Ingredients
1 cup buttermilk
½ cup finely ground polenta or cornmeal
1 cup unsalted butter, room temperature
1¼ cups sugar
4 large eggs
1 tablespoon grated lemon zest
1 vanilla bean
2¼ cups unbleached all-purpose flour
2 teaspoons baking powder
¾ teaspoon baking soda
¼ teaspoon salt
Lemon Caramel Sauce (recipe follows)
Lemon Caramel Sauce
2 cups sugar
4 tablespoons butter
6 tablespoons water
12 tablespoons freshly squeezed lemon juice, plus zest
1 vanilla bean, split
Directions
- Preheat oven to 350 degrees.
- In a small saucepan, warm buttermilk over low heat until bubbles form around edges of the pan then pour over polenta or cornmeal in a small bowl. Let stand for one hour to soften.
- In stand mixer using paddle attachment, cream together butter and sugar. Add eggs, lemon zest, and vanilla and beat until blended.
- Place flour, baking powder, baking soda, and salt in a separate bowl, and whisk to combine.
- Add dry ingredients to butter mixture alternating with buttermilk mixture, and beginning with dry. Mix until combined. Add batter to prepared pan, and smooth cake surface.
- Place pan in water bath and bake until a toothpick inserted into center of cake comes out clean.

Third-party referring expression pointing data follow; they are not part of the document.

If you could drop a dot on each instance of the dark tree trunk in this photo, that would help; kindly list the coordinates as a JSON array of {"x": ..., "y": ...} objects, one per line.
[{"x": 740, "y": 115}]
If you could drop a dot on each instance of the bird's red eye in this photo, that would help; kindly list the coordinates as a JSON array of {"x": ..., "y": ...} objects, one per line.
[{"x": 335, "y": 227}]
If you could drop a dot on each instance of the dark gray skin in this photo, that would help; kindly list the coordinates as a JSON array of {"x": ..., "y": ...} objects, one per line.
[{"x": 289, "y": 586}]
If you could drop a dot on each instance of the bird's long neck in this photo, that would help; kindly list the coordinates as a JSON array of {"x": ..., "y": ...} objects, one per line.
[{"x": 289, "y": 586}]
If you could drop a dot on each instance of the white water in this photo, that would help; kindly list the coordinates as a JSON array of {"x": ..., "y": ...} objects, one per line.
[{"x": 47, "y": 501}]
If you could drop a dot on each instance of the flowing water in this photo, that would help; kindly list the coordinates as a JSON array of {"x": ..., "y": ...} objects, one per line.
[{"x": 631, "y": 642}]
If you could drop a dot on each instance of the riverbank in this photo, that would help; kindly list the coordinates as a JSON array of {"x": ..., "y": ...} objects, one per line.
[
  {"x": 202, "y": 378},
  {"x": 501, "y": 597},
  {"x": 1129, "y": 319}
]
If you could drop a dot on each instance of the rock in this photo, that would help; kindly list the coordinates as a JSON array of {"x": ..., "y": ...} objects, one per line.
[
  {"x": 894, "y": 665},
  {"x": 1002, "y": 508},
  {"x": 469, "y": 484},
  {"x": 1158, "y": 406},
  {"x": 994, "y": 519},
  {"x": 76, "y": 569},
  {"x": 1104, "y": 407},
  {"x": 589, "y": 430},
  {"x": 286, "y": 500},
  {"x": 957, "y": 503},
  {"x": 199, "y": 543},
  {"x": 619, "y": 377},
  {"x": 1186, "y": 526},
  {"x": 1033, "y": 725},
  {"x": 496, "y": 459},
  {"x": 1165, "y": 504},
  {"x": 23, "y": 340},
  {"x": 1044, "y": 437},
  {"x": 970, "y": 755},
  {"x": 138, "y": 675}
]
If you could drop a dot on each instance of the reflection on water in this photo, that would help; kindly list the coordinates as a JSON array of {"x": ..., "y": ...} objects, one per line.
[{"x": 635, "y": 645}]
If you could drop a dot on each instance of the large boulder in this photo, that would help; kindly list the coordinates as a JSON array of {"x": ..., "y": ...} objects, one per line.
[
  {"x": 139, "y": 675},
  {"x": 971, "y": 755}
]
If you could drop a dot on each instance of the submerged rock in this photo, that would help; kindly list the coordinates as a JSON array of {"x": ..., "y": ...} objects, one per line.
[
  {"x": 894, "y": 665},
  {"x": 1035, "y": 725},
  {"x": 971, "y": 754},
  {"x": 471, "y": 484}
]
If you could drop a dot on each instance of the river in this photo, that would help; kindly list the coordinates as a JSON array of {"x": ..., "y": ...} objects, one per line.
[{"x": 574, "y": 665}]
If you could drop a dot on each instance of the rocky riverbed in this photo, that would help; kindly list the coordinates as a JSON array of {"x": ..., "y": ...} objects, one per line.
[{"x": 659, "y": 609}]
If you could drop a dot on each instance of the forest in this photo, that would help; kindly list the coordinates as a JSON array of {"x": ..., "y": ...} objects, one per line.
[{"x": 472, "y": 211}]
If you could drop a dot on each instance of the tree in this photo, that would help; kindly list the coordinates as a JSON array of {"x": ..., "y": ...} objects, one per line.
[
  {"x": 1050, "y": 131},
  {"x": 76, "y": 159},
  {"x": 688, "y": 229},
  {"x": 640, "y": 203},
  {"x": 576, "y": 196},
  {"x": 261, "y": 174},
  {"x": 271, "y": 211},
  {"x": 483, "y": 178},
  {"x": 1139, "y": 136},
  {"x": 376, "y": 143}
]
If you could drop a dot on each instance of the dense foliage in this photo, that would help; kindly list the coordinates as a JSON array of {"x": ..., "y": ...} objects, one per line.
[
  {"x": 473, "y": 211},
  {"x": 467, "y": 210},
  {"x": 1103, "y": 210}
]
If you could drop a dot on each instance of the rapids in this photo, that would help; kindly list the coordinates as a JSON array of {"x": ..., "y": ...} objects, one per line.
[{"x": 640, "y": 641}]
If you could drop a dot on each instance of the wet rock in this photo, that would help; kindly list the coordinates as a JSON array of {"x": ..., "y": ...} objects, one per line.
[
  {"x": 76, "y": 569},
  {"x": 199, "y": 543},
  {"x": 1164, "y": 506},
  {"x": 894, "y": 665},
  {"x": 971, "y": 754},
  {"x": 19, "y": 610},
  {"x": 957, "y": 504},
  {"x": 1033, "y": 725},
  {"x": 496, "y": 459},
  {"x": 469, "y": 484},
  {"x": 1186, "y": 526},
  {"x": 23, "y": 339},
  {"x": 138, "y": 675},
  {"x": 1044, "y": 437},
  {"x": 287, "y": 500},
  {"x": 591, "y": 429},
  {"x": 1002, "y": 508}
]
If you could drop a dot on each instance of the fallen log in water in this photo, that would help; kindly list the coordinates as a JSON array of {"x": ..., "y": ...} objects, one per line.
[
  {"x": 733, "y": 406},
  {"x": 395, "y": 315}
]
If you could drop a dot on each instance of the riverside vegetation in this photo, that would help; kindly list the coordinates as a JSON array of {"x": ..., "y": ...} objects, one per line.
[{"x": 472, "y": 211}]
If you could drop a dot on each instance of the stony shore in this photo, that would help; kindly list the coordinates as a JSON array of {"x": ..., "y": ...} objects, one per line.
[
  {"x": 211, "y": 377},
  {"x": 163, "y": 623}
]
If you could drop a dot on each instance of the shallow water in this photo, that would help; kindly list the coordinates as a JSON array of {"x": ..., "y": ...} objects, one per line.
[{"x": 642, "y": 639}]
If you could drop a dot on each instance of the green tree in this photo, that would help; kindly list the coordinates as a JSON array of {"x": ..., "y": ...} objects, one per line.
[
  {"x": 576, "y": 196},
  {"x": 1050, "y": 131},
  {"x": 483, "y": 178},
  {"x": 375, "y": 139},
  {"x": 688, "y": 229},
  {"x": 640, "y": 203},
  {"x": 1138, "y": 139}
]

- Let cake cool in the pan for 10 minutes. While cake is still warm, drizzle with lemon caramel sauce.
Lemon Caramel Sauce
- Pour sugar into center of a deep saucepan, and add water.
- Bring to a full boil a over high heat, and cook without stirring until sugar is amber-colored caramel, about 10 to 15 minutes. Swirl mixture occasionally to even out color.
- Carefully add lemon juice and vanilla and wait for caramel to bubble and subside. Finish with butter.